I'm going to do it anyway... From our documentation:

I ran out of disk space so I changed the archive policy, but it's still not working
If you changed your archive policy to be more restrictive because you've run out of disk space, you may notice that events haven't started being archived according to your new policy. This is most likely because you must first free up some space so the process has room to run. Stop the indexer, clear out ~5GB of disk space, and then start the indexer again. After a while (exactly how long depends on how much data there is to process) you should see INFO entries about BucketMover in splunkd.log showing that buckets are being archived.

Consider using btool to verify that the setting that you changed is the one actually being used.

Hey @gsypsomos, The buckets don't roll until the last record of each bucket reaches the time specified, so that might be your issue (RE: That setting is supposed to remove anything over 1.25 years old in my data.).
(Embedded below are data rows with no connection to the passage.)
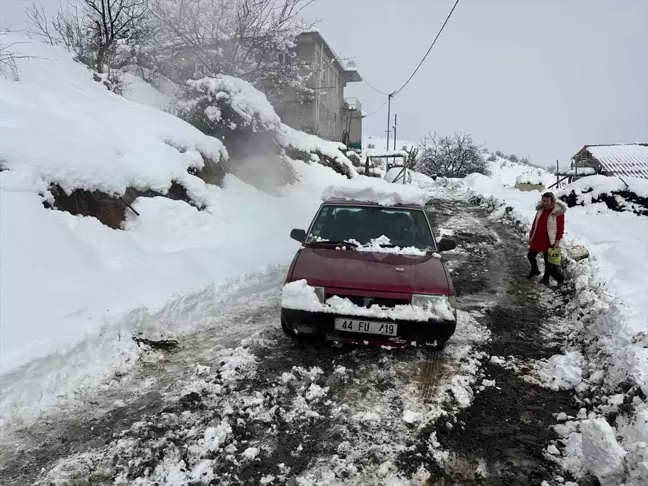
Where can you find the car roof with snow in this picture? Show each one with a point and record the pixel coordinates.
(337, 201)
(368, 191)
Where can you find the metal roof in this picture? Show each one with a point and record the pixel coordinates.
(630, 160)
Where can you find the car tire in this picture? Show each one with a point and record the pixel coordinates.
(440, 345)
(287, 331)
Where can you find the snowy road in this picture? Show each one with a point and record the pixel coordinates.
(239, 403)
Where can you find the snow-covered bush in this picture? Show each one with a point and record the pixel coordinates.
(534, 178)
(630, 195)
(227, 108)
(451, 156)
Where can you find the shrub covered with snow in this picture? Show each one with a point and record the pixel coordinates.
(618, 195)
(225, 107)
(534, 178)
(309, 148)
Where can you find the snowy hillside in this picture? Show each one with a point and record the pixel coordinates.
(607, 361)
(70, 283)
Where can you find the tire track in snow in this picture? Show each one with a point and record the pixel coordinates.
(271, 411)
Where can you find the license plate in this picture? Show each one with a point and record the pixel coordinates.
(366, 327)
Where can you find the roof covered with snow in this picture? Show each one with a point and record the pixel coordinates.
(351, 74)
(377, 191)
(630, 160)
As for eliminating the warm bucket and frozen bucket -- you can change your configuration files on those, but I believe the rule of thumb is to definitely use the warm bucket because the search will check the time range on each bucket to see if it should search for results inside of the bucket and can skip the entire bucket if it does not fit that range. This wiki has some more info: https://wiki.splunk.com/Deploy:BucketRotationAndRetention

frozenTimePeriodInSecs only applies to cold data, not hot data. You'll want to check out maxHotSpanSecs, maxWarmDBCount, maxHotBuckets, maxHotIdleSecs, et al to control hot/warm buckets.